“Santa Is Scary!” How I Accidentally Ruined Santa for My 4-Year-Old
When my wife and I decided to be a pro-Santa Claus family, there was no small amount of discussion and consternation. Did we really want to lie to our child at such a tender age? Did we want to undercut the bonds of trust between parent and child? Did we actually want to buy into the naughty-or-nice punishment-and-reward system that the Santa Claus myth entails?
The answer was...YES! Santa Claus is awesome and Christmas is fun, and the truth is that we didn’t think twice about it. Running around behind your child’s back and putting together toys half-in-the-bag on eggnog is a blast. My wife and I were in on the Santa scheme from the get-go.
And honestly, watching your kid wake up on Christmas morning and sleepily wobble to the nest of presents waiting for her makes the whole Santa Claus lie worth it.
That said, though, we haven’t been above using the storied powers of the jolly fat man for our own purposes. Like any self-respecting parents, we sometimes use the threat of a present-less holiday to help Little E improve her attitude. And in general, the fake-out works as well as can be expected.
This year, however, my wife took the Santa threats a step further: She changed the caller ID of her best friend’s number to “Santa.” Kiddo acting up? Just text your best pal and magically “Santa” calls from the frigid North Pole to check in on your child’s behavior—proof positive (to a four-year-old anyway) that Santa really is invested in finding out who’s naughty, who’s nice, and who’s getting a stocking full of wet pine needles for Christmas.
Of course, empty threats soon lose their teeth—which is when things got complicated.
I was at work when I got the call. My wife sounded like she was phoning from the bottom of a well with a pair of screeching weasels perched on her shoulder. Apparently Little E and her best friend were revolting against having their face paint washed off and their toenails clipped. The “Santa” caller ID, so effective in the past, wasn’t working—according to my wife, it was now time to give fake Santa life.
“Call me back and pretend to be Santa Claus!” my wife screamed. “I’ll put you on speaker phone.”
Nobody turns their nose up at the chance to play Santa, least of all me. I had been preparing for this role—this grandiose farce—since Little E came out of the womb. I ratcheted my voice down a couple notches, rasped it up like the Marlboro man, and prepared for my moment inside the red suit. There were the requisite “Ho Ho Ho’s,” the delicate threats, the creepy omnipotence. (With all due modesty, I think I was great.) Most importantly, the kids bought it. Before the phone call was even over they were scrubbing the paint from their faces and begging to have their nails lopped off—whatever was necessary to get back into the good graces of the big man up north.
I was cocky, though, and forgot a golden tenant of parenting: Like Skynet from the Terminator franchise, children, too, can become self-aware. And that night as we were wrapping up our final bedtime story of the night, Little E looked up at me sheepishly, obviously consumed with a thought.

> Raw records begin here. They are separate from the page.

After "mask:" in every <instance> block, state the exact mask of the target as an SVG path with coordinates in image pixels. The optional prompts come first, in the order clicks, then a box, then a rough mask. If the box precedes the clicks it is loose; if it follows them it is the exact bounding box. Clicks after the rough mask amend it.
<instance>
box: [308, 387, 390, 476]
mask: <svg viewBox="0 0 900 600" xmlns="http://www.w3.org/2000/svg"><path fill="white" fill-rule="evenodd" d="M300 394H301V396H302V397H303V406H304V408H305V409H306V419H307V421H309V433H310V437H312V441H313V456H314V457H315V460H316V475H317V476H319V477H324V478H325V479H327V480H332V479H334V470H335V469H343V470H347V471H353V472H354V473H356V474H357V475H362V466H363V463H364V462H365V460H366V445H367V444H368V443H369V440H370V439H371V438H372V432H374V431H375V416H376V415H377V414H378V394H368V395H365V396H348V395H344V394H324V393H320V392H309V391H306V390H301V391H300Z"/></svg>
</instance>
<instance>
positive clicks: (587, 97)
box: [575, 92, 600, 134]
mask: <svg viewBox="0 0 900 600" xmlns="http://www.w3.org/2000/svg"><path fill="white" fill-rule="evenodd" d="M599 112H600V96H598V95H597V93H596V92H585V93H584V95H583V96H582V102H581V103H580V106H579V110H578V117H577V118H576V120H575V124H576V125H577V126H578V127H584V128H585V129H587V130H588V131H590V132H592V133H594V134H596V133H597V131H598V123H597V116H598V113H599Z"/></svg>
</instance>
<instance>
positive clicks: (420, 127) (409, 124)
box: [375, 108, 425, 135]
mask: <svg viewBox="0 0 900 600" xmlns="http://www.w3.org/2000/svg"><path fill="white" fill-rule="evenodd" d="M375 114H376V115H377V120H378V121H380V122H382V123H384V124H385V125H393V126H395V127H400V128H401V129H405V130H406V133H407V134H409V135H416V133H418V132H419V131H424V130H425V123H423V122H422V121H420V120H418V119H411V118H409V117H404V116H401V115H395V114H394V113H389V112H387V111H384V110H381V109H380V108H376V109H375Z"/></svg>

“Why,” she asked me, “does Santa Claus hate face paint?”
I struggled to come up with an answer. In the midst of my mumbling, she fired off another unanswerable: “Is Santa Claus going to cut my toenails off in my sleep?”
And there it was. In my attempt to game the system, I had overwritten a beloved, gift-giving do-gooder and created a nightmare man who breaks into houses at night and lops off dying keratin appendages. I felt horrible.
It’s t-minus 10 days to Christmas and I still can’t get Little E to stop wearing her socks to bed. She’s too scared. Looks like this year, in addition to the little ponies and doll clothes she actually asked for, my little girl will be getting one more super-secret surprise: a dad who never again plays the part of Santa Claus.I never looked good in red, anyway.